Dealer bids can be made nationally, locally, or both. Offers can be related to certain vehicles, low or no interest rates, pre-approved customers, customer categories such as military and students, and can also apply at certain times of the year.
Deselecting these offers can be tricky, especially if they are based on the vehicle’s suggested retail price (MSRP). However, it is worth understanding the intent behind them and using that to your advantage when negotiating the price and terms and conditions of the loan.
9. Buy online
Most car dealerships have an Internet sales department. This can be a specific department or integrated as part of your overall sales team. In any case, they expect a large number of clients to actually do much of the trading online, as well as over the phone, before physically visiting the showroom.
That is a very simple reason for this.
Today, most customers can get a clear idea of what they should pay for a vehicle by researching areas such as price, securities trading, credit ratings, etc.
What this actually means is that a client has a very strong bargaining position in the way that the internet never had before. Being able to negotiate online and over the phone puts the client in a much stronger position as they can help over the phone or click on another website.
An automaker and dealer will recognize the power of this, and they should be open to being much more flexible in all areas of price and terms and conditions, and they would be otherwise.
10. Credit score
Most people probably know what a credit score is.
They may not realize that they should be entitled to a free copy of your credit report at least once a year, which offers a breakdown of how your credit score was arrived at. They can also try to get a copy of what your credit score actually is, although there is usually a charge for this.
Understanding how your credit score is made up from the information on your credit report is crucial before turning to any loan or finance company.
Anyone offering you a loan will base it on a credit score determined by information on your credit report.
If that information is incorrect or out of date, it will have a detrimental effect on any loan offer made to you.
For that reason, it is essential to verify the information and make sure it is accurate. If not, the credit bureau has an obligation to correct it, and they usually do it quite well.

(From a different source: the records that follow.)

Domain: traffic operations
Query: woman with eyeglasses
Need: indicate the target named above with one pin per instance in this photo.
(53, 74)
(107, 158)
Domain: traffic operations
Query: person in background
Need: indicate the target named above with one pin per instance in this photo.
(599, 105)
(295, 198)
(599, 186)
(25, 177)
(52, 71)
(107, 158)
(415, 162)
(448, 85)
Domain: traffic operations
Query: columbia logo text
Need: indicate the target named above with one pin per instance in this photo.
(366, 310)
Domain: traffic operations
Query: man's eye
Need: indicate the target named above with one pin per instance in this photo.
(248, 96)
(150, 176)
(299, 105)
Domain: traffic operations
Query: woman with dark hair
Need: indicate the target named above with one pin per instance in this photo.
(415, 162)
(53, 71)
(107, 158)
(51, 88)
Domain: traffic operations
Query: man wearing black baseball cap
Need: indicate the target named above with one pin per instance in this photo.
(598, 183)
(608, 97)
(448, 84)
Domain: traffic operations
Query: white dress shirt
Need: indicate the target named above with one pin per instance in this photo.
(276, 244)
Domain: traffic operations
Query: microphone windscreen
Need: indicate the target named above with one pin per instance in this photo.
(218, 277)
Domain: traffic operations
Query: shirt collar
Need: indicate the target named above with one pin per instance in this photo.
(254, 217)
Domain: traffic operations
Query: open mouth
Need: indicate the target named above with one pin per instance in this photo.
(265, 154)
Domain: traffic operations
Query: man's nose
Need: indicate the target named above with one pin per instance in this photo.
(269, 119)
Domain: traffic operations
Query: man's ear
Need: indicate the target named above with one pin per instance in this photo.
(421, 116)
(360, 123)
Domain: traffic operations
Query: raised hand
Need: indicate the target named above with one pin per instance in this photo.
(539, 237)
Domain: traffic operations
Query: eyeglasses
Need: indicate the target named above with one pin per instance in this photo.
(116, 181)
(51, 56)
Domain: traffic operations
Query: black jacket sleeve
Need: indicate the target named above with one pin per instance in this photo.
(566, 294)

11. Now use the calculator
Using an auto loan calculator can give you a realistic idea of what you should be paying for an auto loan. You can only really do this when you enter information that is probably realistic.
This information relates to the price of the vehicle, the amount of the down payment, the trade-in value of the car, any sales tax that may apply, whether local or national, any refunds or offers from a dealer, and the duration or term because of the loan.